First, let me provide some context on the Red List. The Red List, created by well-known security practitioner Justin Somaini, reports on the results of a survey regarding early-stage security startups. It was first released in 2013 and provides a ranking of security startups based on their value in solving critical problems.
The survey for this edition of the Red List was sent to approximately 40,000 security practitioners in April 2015, a quarter before Niara came out of stealth. Getting included in an independent report such as this one means that we were already on security practitioners’ radar well before information on our solution was publicly available. To me, that is just as exciting as being included in the report.
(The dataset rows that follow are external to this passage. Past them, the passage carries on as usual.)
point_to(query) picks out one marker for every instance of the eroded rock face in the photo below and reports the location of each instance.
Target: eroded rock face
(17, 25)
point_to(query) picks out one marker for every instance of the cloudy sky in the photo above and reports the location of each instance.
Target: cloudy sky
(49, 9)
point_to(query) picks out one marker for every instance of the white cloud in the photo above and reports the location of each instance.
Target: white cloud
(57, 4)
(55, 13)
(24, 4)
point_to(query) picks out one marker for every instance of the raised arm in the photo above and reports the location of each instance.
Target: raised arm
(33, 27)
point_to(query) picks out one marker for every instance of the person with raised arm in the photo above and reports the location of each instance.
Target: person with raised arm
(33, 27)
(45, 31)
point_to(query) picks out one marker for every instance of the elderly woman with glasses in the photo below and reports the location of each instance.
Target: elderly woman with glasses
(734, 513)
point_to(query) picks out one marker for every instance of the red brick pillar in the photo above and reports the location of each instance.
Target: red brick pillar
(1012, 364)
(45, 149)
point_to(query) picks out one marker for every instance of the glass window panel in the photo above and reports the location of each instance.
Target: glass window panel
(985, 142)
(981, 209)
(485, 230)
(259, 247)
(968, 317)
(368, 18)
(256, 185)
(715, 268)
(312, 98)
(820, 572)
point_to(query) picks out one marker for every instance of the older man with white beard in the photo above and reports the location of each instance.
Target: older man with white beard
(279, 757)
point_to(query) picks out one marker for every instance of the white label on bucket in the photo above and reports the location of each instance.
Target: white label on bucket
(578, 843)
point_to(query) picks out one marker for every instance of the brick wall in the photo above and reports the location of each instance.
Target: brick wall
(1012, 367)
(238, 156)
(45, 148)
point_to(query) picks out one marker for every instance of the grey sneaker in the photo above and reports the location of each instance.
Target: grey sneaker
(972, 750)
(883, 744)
It shows that the problems Niara addresses are real enough for organizations to actively seek out information on how we can help them.
It’s also heartening to read about the transition that’s happening in this space where, according to the Red List, an approach based on regular expression and correlation rules is being replaced with machine learning algorithms. Anticipating that transition was one of the drivers for our vision (and a discussion point in my last blog) about security intelligence. We knew that traditional approaches would simply add to the alert white noise when faced with 1) the volume of security data being produced by IT systems in modern organizations and 2) the sophistication of advanced threats.
Niara’s big data security analytics (BDSA) provides the machine assist for security analysts to make better decisions, even when faced with overwhelming volumes of data. And all the innovations built into the Niara solution – big data, advanced analytics and forensics converged into a single solution; machine learning-based behavioral analytics (including entity and user behavior analytics or UBA) modules that automatically surface hidden threats; layered forensics that provide analysts with context when they conduct incident investigations or explore a hypothesis; the ability to embed into existing infrastructure – is what customers (e.g., a leading energy company, an F500 financial services company) say they need to handle the increasing amounts of security data and efficiently identify advanced threats that get past perimeter security systems.
The transition is just beginning. Security is an ever-changing cat-and-mouse game, with the bad guys trying their hardest to stay ahead. But Niara, built on a big data architecture and using advanced statistical modeling, is well-positioned thwart them by providing customers with much needed capabilities for effective threat detection and incident response, even in the face of changing requirements.